What are the symptoms in connection with rhizarthrosis that typically lead a patient to see a doctor?
In the early stage of the condition the thumb increasingly loses strength. Patients for example are no longer able to open a bottle. They find it difficult to twist open a doorknob. Lifting up objects becomes more and more challenging. Even extensive writing may cause discomfort.
Later on pain develops in the thumb saddle joint as well as the entire adjacent area. In the early phase of the osteoarthritis the symptoms mostly show up under strain.
In severe cases the pain will even persist at rest. (Occasionally the pain only starts at nighttime after straining activities were performed, sometimes even days later!).
Often even simply bumping the thumb during sleep or lying on the affected hand will inflict pain.
Does the carpometacarpal osteoarthritis always come with pain?
There are individuals who despite showing severe signs of osteoarthritis on an x-ray don´t suffer any pain at all! In these cases the thumb saddle joint is likely not flexible or disposes of very limited flexibility.
How does a physician diagnose a carpometacarpal osteoarthritis? (rhizarthrosis)
In most cases the area of the thumb saddle joint is swollen and responds to pressure with pain.
The image on the left shows an advanced rhizarthrosis. The visible deformity and swelling allows for easy detection of the osteoarthritis in the thumb joint. The most reliable examination method however is the x-ray image.
Which alterations can be seen on an x-ray image?
The x-ray image shows the narrowed joint line. It depicts a thumb saddle joint (between letters D and V).
The red arrow points to the nearly vanished joint line. In comparison the green arrow points to a well-visible healthy joint area. (Seen here is the area between the scaphoid and two further carpal bones).
For a better understanding: The cartilage cannot be visualized in an x-ray image. There, where there is sufficient cartilage, the x-ray image will show a well-visible joint line. Areas that are lacking cartilage (if stricken with osteoarthritis) have a much narrower joint line!
Which other examinations are required or are advisable?
In case of justified suspicion a lab analysis may be required in order to exclude chronic polyarthritis.
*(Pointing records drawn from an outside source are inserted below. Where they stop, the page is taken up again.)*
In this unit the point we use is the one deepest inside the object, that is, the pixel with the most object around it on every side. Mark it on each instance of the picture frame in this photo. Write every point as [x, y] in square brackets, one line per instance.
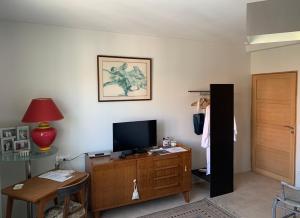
[23, 133]
[8, 132]
[7, 144]
[124, 78]
[21, 145]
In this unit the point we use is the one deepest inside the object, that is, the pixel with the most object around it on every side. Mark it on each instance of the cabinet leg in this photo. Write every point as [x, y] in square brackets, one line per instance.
[186, 196]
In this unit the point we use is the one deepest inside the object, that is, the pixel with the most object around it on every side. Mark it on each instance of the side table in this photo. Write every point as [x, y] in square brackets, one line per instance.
[34, 155]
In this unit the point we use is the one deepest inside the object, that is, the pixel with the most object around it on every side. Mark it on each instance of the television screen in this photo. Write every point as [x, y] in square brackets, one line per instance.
[135, 136]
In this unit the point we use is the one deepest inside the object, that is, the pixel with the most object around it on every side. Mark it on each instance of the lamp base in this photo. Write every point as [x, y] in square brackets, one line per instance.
[43, 136]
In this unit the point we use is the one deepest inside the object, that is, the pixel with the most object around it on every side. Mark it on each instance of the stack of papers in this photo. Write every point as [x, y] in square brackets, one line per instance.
[58, 175]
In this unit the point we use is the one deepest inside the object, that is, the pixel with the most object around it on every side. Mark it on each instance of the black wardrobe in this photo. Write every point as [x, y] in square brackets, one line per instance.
[221, 140]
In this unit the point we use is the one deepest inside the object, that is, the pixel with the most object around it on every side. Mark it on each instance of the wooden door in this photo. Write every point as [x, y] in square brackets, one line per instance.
[274, 125]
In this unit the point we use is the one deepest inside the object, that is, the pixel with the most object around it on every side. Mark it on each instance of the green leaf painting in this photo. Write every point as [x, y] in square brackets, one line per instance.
[128, 80]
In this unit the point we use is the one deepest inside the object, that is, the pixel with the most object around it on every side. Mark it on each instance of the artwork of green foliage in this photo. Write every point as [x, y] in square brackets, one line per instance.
[128, 80]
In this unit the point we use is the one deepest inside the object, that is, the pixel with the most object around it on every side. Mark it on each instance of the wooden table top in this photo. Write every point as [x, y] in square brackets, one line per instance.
[36, 188]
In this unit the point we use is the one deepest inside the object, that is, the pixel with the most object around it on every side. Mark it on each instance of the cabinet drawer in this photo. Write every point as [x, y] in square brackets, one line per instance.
[166, 162]
[166, 182]
[166, 172]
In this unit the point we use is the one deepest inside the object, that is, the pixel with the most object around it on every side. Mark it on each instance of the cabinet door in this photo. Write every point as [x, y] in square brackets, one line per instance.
[186, 169]
[113, 184]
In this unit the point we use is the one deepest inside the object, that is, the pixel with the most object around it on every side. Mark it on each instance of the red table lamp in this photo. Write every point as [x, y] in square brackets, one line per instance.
[42, 110]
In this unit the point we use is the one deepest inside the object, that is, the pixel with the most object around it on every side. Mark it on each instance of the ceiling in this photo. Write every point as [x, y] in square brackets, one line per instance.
[209, 20]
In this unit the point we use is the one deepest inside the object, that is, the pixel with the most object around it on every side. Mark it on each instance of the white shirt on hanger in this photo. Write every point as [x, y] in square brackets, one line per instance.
[205, 141]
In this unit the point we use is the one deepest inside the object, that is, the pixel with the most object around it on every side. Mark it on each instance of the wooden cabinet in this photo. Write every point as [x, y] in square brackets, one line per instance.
[157, 176]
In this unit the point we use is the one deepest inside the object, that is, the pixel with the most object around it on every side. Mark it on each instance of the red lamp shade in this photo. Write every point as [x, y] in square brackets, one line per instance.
[42, 110]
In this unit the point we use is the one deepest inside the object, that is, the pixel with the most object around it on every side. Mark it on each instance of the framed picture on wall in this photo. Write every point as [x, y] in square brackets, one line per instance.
[7, 144]
[124, 78]
[8, 132]
[21, 145]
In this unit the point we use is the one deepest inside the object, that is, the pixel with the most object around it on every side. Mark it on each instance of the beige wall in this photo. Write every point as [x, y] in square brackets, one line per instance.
[48, 61]
[279, 60]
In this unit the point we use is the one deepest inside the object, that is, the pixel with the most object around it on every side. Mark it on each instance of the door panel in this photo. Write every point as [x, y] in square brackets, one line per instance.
[273, 124]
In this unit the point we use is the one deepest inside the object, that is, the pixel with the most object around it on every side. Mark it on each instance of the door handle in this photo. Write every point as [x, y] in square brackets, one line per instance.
[290, 127]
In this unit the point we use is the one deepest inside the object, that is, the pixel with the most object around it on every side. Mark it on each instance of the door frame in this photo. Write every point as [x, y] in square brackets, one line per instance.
[253, 127]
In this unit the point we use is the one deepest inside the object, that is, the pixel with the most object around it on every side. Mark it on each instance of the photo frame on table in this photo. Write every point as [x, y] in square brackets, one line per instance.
[21, 145]
[8, 132]
[7, 144]
[124, 78]
[23, 133]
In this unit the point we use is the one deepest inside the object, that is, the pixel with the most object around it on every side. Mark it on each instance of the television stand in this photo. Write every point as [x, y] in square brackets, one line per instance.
[156, 176]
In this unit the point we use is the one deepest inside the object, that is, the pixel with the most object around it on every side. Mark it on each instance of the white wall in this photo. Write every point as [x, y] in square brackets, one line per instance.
[48, 61]
[280, 60]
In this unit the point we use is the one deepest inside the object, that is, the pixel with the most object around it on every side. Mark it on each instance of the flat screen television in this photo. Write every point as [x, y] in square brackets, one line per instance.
[135, 136]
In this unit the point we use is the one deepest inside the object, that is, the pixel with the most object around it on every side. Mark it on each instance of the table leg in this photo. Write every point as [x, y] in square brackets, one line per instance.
[40, 209]
[28, 176]
[9, 206]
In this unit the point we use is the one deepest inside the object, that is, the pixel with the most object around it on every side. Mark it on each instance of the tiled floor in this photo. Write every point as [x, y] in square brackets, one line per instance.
[252, 198]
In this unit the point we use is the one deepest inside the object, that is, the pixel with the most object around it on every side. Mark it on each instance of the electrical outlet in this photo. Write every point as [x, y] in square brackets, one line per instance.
[61, 158]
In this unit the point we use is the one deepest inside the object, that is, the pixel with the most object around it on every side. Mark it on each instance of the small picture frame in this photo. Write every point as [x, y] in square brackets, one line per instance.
[22, 133]
[7, 144]
[8, 132]
[21, 145]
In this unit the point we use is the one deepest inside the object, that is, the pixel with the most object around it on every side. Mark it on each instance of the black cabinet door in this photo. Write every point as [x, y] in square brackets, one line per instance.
[221, 138]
Rheumatory arthritis (= chronic polyarthritis) in 80% of the cases can be traced by a rheumatoid factor in the blood.
Patients who report frequent numbing or pain during nighttime in addition should consult a neurologist as the carpometacarpal osteoarthritis often comes alongside with carpal tunnel syndrome!
What is the explanation for an unsuspicious x-ray image while at the same time all typical symptoms of carpometacarpal osteoarthritis are being experienced?
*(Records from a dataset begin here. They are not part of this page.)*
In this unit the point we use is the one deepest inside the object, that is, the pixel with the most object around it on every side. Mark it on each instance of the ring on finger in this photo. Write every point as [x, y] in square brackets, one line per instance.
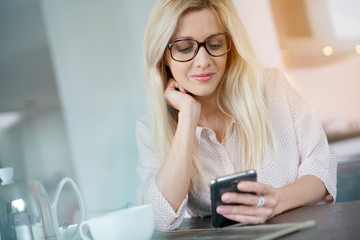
[261, 201]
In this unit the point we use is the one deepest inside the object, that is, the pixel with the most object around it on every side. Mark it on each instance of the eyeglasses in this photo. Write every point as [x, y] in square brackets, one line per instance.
[184, 50]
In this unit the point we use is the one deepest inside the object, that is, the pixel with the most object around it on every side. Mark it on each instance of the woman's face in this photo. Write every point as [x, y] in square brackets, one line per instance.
[201, 75]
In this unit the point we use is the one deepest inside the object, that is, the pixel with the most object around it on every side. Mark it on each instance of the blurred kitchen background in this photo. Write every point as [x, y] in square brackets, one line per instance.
[71, 87]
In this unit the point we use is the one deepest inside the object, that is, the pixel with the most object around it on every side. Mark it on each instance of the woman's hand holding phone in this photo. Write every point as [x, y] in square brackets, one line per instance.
[246, 209]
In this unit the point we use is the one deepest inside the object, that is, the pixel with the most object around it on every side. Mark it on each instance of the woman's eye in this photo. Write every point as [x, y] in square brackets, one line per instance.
[185, 50]
[215, 46]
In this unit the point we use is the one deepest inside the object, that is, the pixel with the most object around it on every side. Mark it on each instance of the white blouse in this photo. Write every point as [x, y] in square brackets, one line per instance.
[302, 149]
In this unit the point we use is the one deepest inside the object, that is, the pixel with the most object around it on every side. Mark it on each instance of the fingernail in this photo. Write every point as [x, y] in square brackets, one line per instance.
[242, 185]
[225, 198]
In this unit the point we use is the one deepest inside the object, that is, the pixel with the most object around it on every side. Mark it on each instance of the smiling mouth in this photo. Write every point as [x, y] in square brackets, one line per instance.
[203, 77]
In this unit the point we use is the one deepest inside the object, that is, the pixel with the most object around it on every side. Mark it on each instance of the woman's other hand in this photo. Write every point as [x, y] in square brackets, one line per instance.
[177, 97]
[248, 211]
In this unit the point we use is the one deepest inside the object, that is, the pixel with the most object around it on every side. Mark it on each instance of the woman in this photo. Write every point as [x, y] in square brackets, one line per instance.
[214, 111]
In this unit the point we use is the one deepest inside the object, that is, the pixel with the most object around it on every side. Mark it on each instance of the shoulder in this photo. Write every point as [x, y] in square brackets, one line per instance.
[143, 125]
[273, 77]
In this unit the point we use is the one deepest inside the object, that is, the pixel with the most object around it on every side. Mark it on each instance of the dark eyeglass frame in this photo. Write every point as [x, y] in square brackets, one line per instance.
[200, 44]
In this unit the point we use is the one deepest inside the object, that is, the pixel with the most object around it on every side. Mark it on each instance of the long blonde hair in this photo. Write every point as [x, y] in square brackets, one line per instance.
[241, 94]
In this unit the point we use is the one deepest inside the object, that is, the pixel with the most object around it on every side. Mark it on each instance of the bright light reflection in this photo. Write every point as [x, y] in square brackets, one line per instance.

This is actually possible in the early stage of the condition. In a case like that the cartilage between the articular surfaces is still intact.
In these cases an x-ray image of the thumb saddle joint under strain may show how the thumb moves towards the trapezium bone. In addition a magnetic resonance tomography (MRT) will allow identifying arthrotic alterations in an early stage, something x-ray imaging cannot accomplish.
What is the course of this condition of the thumb saddle joint?
In an advanced stage stiffness and dislocation of the thumb saddle joint will likely occur.
As a consequence the neighboring thumb basal joint (this is the joint “in front of” [thus further away from the body] the thumb saddle joint) becomes increasingly overstretched. Therefore the primarily healthy thumb saddle joint may be forced to severe overstretching (hyperextension deformity) as a result of rhizarthrosis.
Does a magnetic resonance tomography (MRT) or a computer tomography (CT) of the hand make sense in case of carpometacarpal osteoarthritis?
In most cases a computer tomography or magnetic resonance tomography are not necessary in order to reliably diagnose carpometacarpal osteoarthritis.
Only in case of uncertainty or if a tumor is suspected in the area of the thumb saddle joint or also if there is a facture that cannot be visualized properly in an x-ray image, the use of a MRT or CT examination may be required.
The image shows a CT of the thumb saddle joint in fascinating resolution.
However please note: this form of imaging examination represents a much larger radiation exposure to the patient than a regular x-ray image. A “common” rhizarthrosis would not justify such approach.
Could a different condition cause the same symptoms as carpometacarpal osteoarthritis?
There are extensor tendons running in a tunnel (first extensor tendon compartment) about 2 cm away from the thumb saddle joint. If this tunnel becomes too narrow – your physician will refer to this condition as De Quervain tenosynovitis – pain radiating into the thumb saddle joint area may occur.
If the x-ray image shows no osteoarthritis of the thumb saddle joint, the distinction is simple. It becomes more difficult in those cases where an osteoarthritis displaying no symptoms exists along with a painful De Quervain tenosynovitis.
If the examining physician applies pressure onto the thumb saddle joint by using one of his thumbs while pressing onto the first extensor tendon compartment with his other thumb, the patient will be able to locate the precise area of his pain.